Silvano Piovanelli (21 February 1924 – 9 July 2016) was an Italian cardinal of the Catholic Church. He served as Archbishop of Florence from 1983 to 2001, and was elevated to the cardinalate in 1985.

==Biography==
Silvano Piovanelli was born in Borgo San Lorenzo, in the province of Florence, on 21 February 1924. He studied at the seminary of Florence from 1935 to 1947, and was ordained to the priesthood by Cardinal Elia Dalla Costa on 13 July 1947. He then served as a curate in the industrial town of Rifredi until October 1948, when he became vice-rector of minor seminary of Florence. He resumed his pastoral ministry in 1961 as a parish priest in Castelfiorentino, and was raised to the rank of Chaplain of His Holiness on 26 October 1966. From 1979 to 1982, he was vicar general of the Archdiocese of Florence.

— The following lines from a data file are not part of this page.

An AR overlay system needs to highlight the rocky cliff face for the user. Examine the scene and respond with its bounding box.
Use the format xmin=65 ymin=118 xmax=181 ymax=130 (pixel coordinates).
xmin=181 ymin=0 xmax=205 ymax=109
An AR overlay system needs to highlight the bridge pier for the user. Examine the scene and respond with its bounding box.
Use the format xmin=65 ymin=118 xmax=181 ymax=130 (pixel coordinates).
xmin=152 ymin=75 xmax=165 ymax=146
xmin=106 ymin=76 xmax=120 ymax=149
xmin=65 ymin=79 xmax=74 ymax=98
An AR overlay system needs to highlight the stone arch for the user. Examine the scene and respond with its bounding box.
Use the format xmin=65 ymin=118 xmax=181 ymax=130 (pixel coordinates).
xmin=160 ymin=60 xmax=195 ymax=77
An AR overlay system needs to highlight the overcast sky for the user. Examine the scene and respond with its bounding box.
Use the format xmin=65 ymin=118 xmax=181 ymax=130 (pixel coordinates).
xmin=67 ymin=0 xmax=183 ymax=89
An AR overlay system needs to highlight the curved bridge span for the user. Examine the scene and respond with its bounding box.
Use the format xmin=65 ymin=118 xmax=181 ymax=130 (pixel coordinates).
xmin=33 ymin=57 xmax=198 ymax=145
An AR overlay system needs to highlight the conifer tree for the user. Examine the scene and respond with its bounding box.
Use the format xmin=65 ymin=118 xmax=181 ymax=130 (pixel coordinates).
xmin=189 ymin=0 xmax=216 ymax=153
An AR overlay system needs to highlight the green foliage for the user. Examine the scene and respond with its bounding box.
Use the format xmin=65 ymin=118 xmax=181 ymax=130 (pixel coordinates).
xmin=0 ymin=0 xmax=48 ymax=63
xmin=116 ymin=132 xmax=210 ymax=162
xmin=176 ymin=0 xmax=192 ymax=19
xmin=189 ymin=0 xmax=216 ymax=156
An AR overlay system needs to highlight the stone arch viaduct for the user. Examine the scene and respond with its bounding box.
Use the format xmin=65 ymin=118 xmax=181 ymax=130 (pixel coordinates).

On 28 May 1982, Piovanelli was appointed Auxiliary Bishop of Florence and Titular Bishop of Tubunae in Mauretania by Pope John Paul II. He received his episcopal consecration on the following 24 June from Cardinal Giovanni Benelli, with Bishops Antonio Bagnoli and Giovanni Bianchi serving as co-consecrators, at the Cathedral-Basilica of Santa Maria del Fiore. He selected as his episcopal motto: "In Verbo Tuo". Following the unexpected death of Cardinal Benelli in October 1982, Piovanelli was promoted to Archbishop of Florence on 18 March 1983. John Paul II created him Cardinal-Priest of S. Maria delle Grazie a Via Trionfale in the consistory of 25 May 1985.

After an 18-year-long tenure, he retired as Archbishop on 21 March 2001. He lost the right to participate in a papal conclave upon reaching the age of 80 on 21 February 2004.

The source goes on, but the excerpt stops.